Klub Nowotarżanie i PiS wnioskował, żeby przełożyć sesję na piątek. Żądał też przedstawienia opinii służb nadzoru prawnego wojewody małopolskiego, że sesja jest legalna.
Jednak zdaniem sekretarz miasta Stanisławy Szołtysek, nie ma obecnie powodów do obaw ponieważ decyzja, że to Andrzej Fryźlewicz zwoła najbliższą sesję rady, zapadła w uzgodnieniu ze służbami prawnymi wojewody małopolskiego. - Uchwała o wyborze pana Fryźlewicza na wiceprzewodniczącego nie jest kwestionowana przez sąd - przekonywała. - Aktualnie nie ma przesłanek, żeby kwestionować uchwały podjęte przed 6 listopada - zaznaczyła.
Po dyskusji klub Nowotarżanie i PiS wycofał wniosek.

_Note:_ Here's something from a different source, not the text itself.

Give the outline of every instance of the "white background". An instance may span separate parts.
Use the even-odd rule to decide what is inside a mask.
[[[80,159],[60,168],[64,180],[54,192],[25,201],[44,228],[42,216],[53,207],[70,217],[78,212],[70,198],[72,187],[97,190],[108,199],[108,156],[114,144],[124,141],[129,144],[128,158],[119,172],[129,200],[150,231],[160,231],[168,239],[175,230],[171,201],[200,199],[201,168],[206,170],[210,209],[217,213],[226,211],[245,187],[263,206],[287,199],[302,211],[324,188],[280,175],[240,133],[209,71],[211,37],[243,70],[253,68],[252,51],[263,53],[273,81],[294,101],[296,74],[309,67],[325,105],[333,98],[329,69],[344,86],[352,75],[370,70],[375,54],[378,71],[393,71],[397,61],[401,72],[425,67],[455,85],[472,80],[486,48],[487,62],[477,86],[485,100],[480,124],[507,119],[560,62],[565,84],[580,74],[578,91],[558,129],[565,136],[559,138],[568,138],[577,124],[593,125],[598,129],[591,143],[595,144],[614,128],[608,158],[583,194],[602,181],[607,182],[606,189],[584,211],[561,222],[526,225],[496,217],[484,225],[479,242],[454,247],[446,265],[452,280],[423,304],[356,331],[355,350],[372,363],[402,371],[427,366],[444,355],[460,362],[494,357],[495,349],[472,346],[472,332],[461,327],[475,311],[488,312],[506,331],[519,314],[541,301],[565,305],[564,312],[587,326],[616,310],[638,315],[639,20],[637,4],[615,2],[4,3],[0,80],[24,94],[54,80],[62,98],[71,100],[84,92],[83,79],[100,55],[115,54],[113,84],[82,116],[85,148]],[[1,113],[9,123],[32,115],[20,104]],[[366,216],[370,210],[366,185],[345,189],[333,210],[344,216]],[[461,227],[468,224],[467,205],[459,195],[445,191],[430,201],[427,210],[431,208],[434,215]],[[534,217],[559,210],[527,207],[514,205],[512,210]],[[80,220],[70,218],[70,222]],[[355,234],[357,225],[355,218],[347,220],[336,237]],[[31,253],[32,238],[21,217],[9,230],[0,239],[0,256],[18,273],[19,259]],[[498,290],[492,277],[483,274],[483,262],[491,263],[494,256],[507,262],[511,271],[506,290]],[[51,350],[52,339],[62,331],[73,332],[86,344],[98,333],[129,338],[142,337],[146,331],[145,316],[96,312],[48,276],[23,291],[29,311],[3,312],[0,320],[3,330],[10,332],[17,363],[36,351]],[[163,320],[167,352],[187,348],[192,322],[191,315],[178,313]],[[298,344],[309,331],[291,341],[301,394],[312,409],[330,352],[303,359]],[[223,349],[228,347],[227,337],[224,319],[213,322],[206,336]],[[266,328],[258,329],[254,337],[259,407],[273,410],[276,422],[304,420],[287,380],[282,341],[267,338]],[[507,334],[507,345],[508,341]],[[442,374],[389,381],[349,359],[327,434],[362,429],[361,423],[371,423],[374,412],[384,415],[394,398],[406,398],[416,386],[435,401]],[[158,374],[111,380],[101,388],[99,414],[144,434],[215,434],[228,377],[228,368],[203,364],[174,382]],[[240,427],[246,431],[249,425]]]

Mimo wcześniejszych zapowiedzi radni opozycji nie zbojkotowali obrad i nie wyszli z sali, co zapowiadał kilka dni temu radny Mariusz Jelonek. - Najbliższa sesja została zwołana przez Andrzeja Fryźlewicza, moim zdaniem również powołanego niezgodnie z prawem. W poniedziałek wstanę i wezwę radnych do opuszczenia tego nielegalnego zgromadzenia - mówił w rozmowie z "Tygodnikiem Podhalańskim" radny Jelonek.